Next up is Taylor, the Axe Cap intern who has what X-Men comics might refer to as omega-level powers of perception. Mere moments after asserting a preference for they/them/their pronouns, Taylor outshines their nominal superior, dudebro also-ran Mafee, in the eyes of Axelrod himself by utilizing a combination of rhetorical analysis, satellite imagery, and good old-fashioned spycraft to uncover a phony Chinese tech corporation behind recent business moves by Axe’s hedge-fund rival Todd Krakow (Danny Strong, another Italian-chef-finger-kiss addition to the cast). Their brilliant work earns them a million-dollar-a-year starting salary…which they bargain into a week-by-week deal in which the money is doled out hourly, 24/7/365. You don’t need the luscious lavender magic-hour lighting during this scene between Taylor and Bobby to let you know something magical is happening here.

Finally, wonderfully, fanfuckingtastically, there’s Dr. Gus. Boy oh boy, is there ever! Played by Broadway vet Marc Kudisch, this lunatic is a bow-legged, tiger-claw-necklace-wearing barbarian who replaces Wendy as Axe Cap’s in-house shrink by doing pretty much the opposite of everything she ever did. He barks at and berates his baffled clientele with purposefully perplexing questions like “Are you a hardass, badass, jackass, or no-ass?”, then shouting at them when they say “Sorry?” in response. “Replace sorry with ‘WHAT THE FUCK ARE YOU TRYING TO SAY?” he commands; “Holy FUCK do you people need what I do!” when they demur. “Should you be sharing this?” asks Wags, the man who got him the job, when the good doctor divulges that one of the employees hasn’t had sex in six months. “I’m not in the ‘should’ game,” he replies. “Welcome aboard, Gus,” Wags says in something like awe. This is a man who strides into any room like he’s the star of his own movie. He’s fucking perfect.

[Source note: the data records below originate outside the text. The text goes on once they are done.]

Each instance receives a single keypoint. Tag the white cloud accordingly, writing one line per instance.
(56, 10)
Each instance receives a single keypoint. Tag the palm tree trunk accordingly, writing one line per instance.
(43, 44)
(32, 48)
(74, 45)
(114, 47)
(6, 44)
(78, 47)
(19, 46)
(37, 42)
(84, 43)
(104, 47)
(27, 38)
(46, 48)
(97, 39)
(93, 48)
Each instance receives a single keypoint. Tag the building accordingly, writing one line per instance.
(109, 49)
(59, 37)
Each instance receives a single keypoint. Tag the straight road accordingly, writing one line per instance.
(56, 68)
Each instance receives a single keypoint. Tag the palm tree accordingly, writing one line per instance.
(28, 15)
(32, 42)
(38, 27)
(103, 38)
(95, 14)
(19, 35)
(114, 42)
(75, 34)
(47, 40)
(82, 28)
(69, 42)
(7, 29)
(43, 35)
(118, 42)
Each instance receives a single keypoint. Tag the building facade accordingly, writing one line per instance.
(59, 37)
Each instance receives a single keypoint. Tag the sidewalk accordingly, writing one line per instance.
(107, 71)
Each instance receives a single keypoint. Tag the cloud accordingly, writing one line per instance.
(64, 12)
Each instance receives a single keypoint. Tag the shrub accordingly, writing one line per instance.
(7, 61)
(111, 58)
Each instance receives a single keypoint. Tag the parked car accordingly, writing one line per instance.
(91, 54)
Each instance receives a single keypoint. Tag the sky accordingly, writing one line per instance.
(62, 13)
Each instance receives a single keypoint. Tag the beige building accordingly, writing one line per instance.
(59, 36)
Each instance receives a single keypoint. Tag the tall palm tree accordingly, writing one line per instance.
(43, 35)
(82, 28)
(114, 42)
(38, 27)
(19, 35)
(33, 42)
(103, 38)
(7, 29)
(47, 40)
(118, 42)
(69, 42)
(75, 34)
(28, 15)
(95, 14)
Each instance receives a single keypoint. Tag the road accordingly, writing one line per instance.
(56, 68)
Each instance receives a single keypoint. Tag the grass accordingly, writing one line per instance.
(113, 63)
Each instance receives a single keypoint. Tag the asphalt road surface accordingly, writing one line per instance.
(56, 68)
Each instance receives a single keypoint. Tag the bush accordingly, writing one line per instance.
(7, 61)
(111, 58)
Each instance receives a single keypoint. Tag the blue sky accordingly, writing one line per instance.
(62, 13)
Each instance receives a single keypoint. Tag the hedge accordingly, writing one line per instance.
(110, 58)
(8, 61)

And where does this leave our old favorites? Glad you asked! Let’s start with Wags (David Costabile, magisterial as ever), whose oxycodone-snorting in episode one appears to be a precursor to some sort of personal crisis. He lies around on the floor of his office with a hand weight on his head, he chafes at being overridden by Axe’s majordomo Steph (Shaunette Renée Wilson, another newcomer), he lights up when tasked by his boss with expanding the company’s portfolio, and he melts down when a couple of young doofuses insult the skill of his favorite sushi chef. He does this all with his eyes and shifts in his tone of voice because David Costabile is a dang genius. Dr. Gus is impressed as hell by his Japanese-restaurant freakout (“YOUR EXPENSE ACCOUNTS DON’T ENTITLE YOU TO FUCK HIS ART UP THE ASS!”), but he also notes that a man like Mike Wagner shouldn’t be so easily riled by young pups.

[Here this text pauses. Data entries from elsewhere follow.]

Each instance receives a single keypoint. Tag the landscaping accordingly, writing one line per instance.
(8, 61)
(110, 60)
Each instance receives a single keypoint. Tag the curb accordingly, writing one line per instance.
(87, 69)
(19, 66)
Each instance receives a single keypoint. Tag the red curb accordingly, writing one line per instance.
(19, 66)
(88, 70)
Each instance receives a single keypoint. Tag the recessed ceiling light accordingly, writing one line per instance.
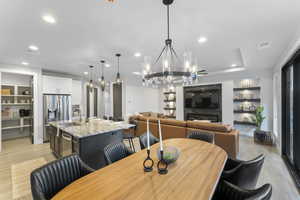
(202, 40)
(137, 54)
(137, 73)
(264, 45)
(49, 19)
(235, 69)
(25, 63)
(33, 48)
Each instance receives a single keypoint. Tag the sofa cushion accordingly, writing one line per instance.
(173, 122)
(209, 126)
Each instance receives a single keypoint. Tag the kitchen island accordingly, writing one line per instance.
(86, 139)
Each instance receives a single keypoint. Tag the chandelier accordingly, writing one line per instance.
(169, 60)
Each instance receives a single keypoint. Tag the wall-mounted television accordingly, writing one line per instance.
(203, 97)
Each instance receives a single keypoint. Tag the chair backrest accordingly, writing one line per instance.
(143, 140)
(115, 151)
(207, 137)
(226, 190)
(247, 173)
(51, 178)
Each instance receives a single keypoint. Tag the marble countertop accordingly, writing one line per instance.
(93, 127)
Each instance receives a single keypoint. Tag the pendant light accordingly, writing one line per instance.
(102, 80)
(91, 82)
(118, 78)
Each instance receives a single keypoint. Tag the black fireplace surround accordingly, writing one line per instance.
(203, 102)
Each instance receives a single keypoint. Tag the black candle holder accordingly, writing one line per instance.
(162, 165)
(148, 160)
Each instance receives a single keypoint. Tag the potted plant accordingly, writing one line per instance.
(265, 137)
(258, 118)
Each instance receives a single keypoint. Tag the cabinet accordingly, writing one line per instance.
(57, 85)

Wags’ boss is sitting on top of the world by comparison. Dake’s mistaken belief that Wendy’s big payday was a payoff basically hand Chuck Rhoades to Axe on a silver platter, provided he’s willing to sell out his former friend and shrink in the process. (Forecast: unlikely.) With Taylor’s help, he deals a blow to Todd Krakow, though his rival swears revenge. He even winds up holding leverage over Lawrence Boyd (the great Eric Bogosian), the squeaky-clean god-emperor of Goldman Sachs stand-in Spartan-Ives, when Chuck goes after him to save his bacon with the feds.

And yeah, about that. When last we left Chuck, he was buried beneath an avalanche of 127 Axe-instigated lawsuits, plus Dake’s investigation, and seemed destined for the chopping block. Bryan Connerty refuses to participate at all, choosing instead to commiserate with his former professor and Axe’s current counselor Orrin Bach, while Lonnie and Kate do a delicate dance with a Wal-Mart manqué that goes nowhere. But by now his father Chuck Senior (a much-welcome Jeffrey DeMunn) has sussed out his separation with Wendy, leading in a roundabout way to her caring counsel that he make a 180 and try something totally new in his approach to his impending firing. So he targets the aforementioned Lawrence Boyd and Spartan-Ives, an ally of the administration, in a rapid-fire Kinks-soundtracked montage that forces the Attorney General to lay off lest she appears to fire him for the sake of a political pal. Chuck Rhoades triumphant: Who’d’a thunk it? Billions a blast: Who’d’a thunk that?